Metadata-Version: 2.4
Name: pyrsig
Version: 0.12.0
Summary: Python interface to RSIG Web API
Home-page: https://github.com/barronh/pyrsig
Author: Barron H. Henderson
Author-email: barronh@gmail.com
Classifier: Programming Language :: Python :: 3
Classifier: Programming Language :: Python :: 3.9
Classifier: Programming Language :: Python :: 3.10
Classifier: Programming Language :: Python :: 3.11
Classifier: Programming Language :: Python :: 3.12
Classifier: License :: OSI Approved :: GNU General Public License v3 (GPLv3)
Classifier: Development Status :: 4 - Beta
Classifier: Operating System :: OS Independent
Requires-Python: >=3.9
Description-Content-Type: text/markdown
License-File: LICENSE
Requires-Dist: numpy
Requires-Dist: pandas<3
Requires-Dist: xarray
Requires-Dist: requests
Provides-Extra: polygon
Requires-Dist: geopandas; extra == "polygon"
Provides-Extra: emiss
Requires-Dist: scipy; extra == "emiss"
Dynamic: author
Dynamic: author-email
Dynamic: classifier
Dynamic: description
Dynamic: description-content-type
Dynamic: home-page
Dynamic: license-file
Dynamic: provides-extra
Dynamic: requires-dist
Dynamic: requires-python
Dynamic: summary

# pyrsig

[![Docs](https://github.com/barronh/pyrsig/actions/workflows/documentation.yaml/badge.svg)](https://barronh.github.io/pyrsig/)
[![Tests](https://github.com/barronh/pyrsig/actions/workflows/tests.yml/badge.svg)](https://github.com/barronh/pyrsig/actions/workflows/tests.yml)
[![pypi](https://github.com/barronh/pyrsig/actions/workflows/python-publish.yml/badge.svg)](https://pypi.org/project/pyrsig/)
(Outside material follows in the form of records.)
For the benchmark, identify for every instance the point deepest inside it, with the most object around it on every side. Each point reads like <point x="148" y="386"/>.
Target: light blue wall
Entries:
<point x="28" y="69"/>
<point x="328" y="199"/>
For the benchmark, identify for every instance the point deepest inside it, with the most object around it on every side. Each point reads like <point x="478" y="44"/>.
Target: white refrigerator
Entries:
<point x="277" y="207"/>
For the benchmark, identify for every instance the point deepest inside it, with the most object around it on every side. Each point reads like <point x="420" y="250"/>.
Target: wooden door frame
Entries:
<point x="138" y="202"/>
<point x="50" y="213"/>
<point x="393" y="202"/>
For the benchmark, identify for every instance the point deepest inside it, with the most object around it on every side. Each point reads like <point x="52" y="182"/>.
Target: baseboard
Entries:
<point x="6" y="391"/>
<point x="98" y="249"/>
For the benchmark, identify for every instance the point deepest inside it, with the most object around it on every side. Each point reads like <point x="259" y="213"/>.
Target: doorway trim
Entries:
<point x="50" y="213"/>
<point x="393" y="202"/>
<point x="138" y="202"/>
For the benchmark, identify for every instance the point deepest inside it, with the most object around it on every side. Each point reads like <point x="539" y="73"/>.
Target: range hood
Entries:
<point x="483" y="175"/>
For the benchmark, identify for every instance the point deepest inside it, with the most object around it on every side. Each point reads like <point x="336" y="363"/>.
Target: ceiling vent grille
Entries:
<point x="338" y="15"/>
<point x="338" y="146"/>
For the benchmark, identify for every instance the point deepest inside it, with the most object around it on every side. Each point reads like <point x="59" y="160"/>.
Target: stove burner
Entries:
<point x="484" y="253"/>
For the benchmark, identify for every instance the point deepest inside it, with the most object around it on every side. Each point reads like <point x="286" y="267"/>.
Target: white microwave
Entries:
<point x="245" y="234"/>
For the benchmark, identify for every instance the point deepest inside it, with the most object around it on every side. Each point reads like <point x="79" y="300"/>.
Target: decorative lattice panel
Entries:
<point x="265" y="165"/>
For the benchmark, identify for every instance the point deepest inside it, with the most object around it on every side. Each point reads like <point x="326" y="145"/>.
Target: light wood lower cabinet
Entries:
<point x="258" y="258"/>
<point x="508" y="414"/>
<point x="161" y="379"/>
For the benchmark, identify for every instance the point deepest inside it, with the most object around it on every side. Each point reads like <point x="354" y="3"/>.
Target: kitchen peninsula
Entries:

`pyrsig` is a Python interface to the RSIG Web API. RSIG connects you to
petabytes of air quality data from EPA, NASA, NOAA, and many other partners.
`pyrsig` connects RSIG to xarray, pandas, and all your favorite python libraries.


## Install

There are two easy ways to isntall `pyrsig` easily.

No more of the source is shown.